Adv Featuring Lord Ganesha 'Offends' Community; Republican Party In US Apologises To Hindus
The ruling Republican party in the US has apologized to the Hindus after a newspaper advertisement featuring Lord Ganesha to woo the minority community voters in Texas ended up "offending" them.
The advert, on the occasion of the 'Ganesh Chaturthi' festival, included the imagery of Lord Ganesha with the text, "Would you worship a donkey or an elephant? The choice is yours".
The elephant is the party symbol of the Republicans while Democrats have a donkey as their party's symbol.
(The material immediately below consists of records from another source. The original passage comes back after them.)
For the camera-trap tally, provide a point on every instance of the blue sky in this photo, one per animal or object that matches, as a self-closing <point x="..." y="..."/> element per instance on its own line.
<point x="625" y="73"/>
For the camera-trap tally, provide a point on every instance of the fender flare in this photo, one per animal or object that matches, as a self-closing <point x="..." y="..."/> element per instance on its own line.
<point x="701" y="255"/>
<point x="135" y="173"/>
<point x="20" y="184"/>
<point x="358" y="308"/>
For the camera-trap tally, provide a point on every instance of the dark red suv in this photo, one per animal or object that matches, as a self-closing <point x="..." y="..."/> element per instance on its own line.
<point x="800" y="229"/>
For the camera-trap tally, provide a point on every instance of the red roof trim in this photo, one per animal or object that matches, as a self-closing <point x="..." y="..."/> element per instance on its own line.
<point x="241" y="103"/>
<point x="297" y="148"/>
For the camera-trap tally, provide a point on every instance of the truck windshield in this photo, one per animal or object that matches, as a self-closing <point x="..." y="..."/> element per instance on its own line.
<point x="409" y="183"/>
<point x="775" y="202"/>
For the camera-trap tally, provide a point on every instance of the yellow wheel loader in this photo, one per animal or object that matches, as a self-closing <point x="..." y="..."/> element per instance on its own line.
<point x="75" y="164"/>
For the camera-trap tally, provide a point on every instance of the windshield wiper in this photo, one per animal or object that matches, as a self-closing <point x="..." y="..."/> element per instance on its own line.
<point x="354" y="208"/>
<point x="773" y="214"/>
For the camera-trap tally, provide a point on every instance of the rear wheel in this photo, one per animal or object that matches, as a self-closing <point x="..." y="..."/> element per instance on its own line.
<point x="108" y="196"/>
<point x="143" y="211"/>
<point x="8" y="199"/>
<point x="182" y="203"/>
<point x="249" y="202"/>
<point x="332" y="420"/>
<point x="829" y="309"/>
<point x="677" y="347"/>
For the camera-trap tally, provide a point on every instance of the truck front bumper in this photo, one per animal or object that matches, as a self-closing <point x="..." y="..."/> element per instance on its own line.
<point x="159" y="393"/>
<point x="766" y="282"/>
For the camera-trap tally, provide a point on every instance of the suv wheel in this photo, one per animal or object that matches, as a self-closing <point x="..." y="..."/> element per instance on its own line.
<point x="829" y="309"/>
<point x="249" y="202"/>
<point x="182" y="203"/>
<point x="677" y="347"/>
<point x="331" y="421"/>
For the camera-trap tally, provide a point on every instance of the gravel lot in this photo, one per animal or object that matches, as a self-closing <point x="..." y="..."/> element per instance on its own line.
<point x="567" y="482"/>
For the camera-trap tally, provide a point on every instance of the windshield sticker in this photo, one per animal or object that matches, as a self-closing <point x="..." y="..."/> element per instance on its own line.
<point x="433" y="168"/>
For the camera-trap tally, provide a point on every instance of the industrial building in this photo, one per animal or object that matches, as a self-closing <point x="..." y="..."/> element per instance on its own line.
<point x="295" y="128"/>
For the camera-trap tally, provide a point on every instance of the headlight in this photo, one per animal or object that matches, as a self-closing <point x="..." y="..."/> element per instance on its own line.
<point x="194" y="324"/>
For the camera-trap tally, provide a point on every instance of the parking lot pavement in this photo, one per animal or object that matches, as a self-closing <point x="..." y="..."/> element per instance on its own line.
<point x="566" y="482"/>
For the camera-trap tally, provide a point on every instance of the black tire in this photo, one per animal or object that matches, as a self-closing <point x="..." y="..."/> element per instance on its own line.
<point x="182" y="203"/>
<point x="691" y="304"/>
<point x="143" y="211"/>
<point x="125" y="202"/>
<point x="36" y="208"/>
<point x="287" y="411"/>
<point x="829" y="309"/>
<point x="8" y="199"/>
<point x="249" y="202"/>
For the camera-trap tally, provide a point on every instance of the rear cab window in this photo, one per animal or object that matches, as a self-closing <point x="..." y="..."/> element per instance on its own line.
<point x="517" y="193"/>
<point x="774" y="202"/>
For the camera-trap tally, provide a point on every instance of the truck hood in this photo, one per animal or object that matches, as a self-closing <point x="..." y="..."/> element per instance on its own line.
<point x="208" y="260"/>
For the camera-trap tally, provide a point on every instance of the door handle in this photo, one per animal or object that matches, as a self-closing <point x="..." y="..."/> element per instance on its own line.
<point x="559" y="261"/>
The Indian-American community described the political advertisement of the Grand Old Party in an Indian-American newspaper as "offensive" for featuring Lord Ganesha.
The party's county unit, Fort Bend County Republican Party which published the ad, apologised and clarified that it "was not meant to disparage Hindu customs or traditions in any way".
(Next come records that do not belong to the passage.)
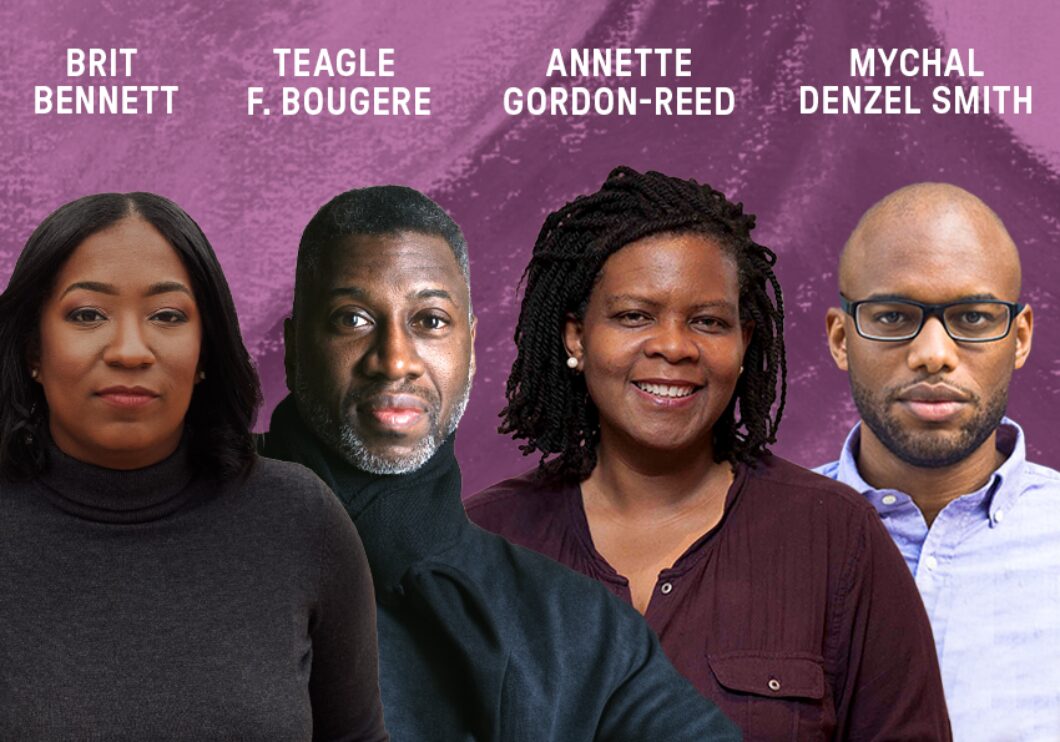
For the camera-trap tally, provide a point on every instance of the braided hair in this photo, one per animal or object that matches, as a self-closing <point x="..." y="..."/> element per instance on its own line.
<point x="548" y="405"/>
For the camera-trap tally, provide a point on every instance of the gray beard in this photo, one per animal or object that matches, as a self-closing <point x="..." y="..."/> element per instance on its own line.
<point x="923" y="449"/>
<point x="339" y="435"/>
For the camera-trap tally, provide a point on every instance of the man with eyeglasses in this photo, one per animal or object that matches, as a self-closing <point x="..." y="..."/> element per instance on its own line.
<point x="930" y="330"/>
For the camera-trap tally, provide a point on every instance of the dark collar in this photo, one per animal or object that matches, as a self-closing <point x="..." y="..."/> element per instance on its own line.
<point x="110" y="495"/>
<point x="402" y="518"/>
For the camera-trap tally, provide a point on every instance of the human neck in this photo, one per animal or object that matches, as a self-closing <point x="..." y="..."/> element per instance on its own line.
<point x="634" y="479"/>
<point x="931" y="489"/>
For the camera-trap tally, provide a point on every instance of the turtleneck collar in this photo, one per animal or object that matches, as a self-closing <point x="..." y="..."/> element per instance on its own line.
<point x="402" y="518"/>
<point x="119" y="496"/>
The ad, with arrows pointing to the body parts of Lord Ganesha, listed out qualities such as – 'A BIG HEAD, TO THINK OUT OF THE BOX', 'BIG EYES TO LOOK BEYOND WHAT YOU SEE', 'LARGE EARS TO LISTEN TO OTHERS ATTENTIVELY', 'LARGE STOMACH, TO PEACEFULLY DIGEST ALL THE GOOD AND BAD IN LIFE' among others.
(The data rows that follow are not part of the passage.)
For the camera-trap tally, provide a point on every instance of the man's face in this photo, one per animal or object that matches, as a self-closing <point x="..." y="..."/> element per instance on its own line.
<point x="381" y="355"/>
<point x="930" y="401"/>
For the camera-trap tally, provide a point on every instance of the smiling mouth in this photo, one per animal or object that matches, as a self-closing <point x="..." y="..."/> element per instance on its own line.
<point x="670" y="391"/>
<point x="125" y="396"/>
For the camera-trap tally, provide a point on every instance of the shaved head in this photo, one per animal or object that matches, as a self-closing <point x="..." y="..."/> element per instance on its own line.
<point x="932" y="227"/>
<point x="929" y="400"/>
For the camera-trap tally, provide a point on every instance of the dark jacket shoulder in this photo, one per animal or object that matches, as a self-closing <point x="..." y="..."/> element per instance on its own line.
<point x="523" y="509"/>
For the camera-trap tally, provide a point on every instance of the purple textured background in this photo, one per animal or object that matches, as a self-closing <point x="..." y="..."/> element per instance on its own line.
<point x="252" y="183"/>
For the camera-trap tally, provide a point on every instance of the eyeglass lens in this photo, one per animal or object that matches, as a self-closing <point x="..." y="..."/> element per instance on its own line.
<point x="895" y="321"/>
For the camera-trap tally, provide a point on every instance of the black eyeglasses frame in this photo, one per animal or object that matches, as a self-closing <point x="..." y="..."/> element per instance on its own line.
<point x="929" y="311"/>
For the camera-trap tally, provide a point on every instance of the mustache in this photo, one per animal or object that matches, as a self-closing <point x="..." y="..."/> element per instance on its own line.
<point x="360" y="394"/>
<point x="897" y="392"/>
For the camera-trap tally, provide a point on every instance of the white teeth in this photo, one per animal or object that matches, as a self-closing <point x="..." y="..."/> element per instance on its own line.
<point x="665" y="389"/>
An advocacy group, the Hindu-American Foundation (HAF) of Houston, called on the Fort Bend County Republican Party to apologise for the advert about the celebration of the 'Ganesh Chaturthi' festival.
"While we appreciate the Fort Bend County GOP's attempt to reach out to Hindus on an important Hindu festival, its ad - equating Hindus' veneration of the Lord Ganesha with choosing a political party based on its animal symbol - is problematic and offensive," said Rishi Bhutada, HAF Board Member and Fort Bend County resident.
Using religious imagery in order to explicitly appeal for political support should best be avoided by any political party, he said.
"The implication regarding the worship of animals as gods was also disheartening to the HAF leaders, as that is a common misconception taught in US schools, which frequently ends up becoming a taunt used to bully Hindu students," the HAF said.
Bhutada also called upon the Fort Bend County Republican Party to apologise for the offensive and inaccurate reference, not to run the advert again and for elected officials in the County to send the same message to the Party as well.
Sri Preston Kulkarni, the Democratic candidate for the US Congress from District 22 in Texas, seized on the Republican advert, calling it offensive in a tweet on Tuesday.
"Asking Hindu-Americans if they would rather vote for a donkey or an elephant by comparing Ganesha, a religious figure, to a political party is highly inappropriate. The Fort Bend County Republican party must retract this ad," he said.
Meanwhile, the Fort Bend Republican party responded and said: "The ad was not meant to disparage Hindu customs or traditions in any way. We offer our sincerest apologies to anyone that was offended by the ad. Obviously, that was not the intent".
In a letter, chairman Jacey Jetton, the first Korean-American to lead the Fort Bend County Republican Party said: "The ad was meant to be part of the celebration to acknowledge the 'Ganesh Chaturthi' festival of September 13".
"This ad was created with input from those of Hindu faith so that we could properly pay respect to the sacred festival. This highlights the difficulty in outreach that can be positive for one group but not for another in the same community.
"We offer our sincerest apologies to anyone that was offended by the ad. Obviously, that was not the intent. The ad was not meant to disparage Hindu customs or traditions in any way," Jetton said.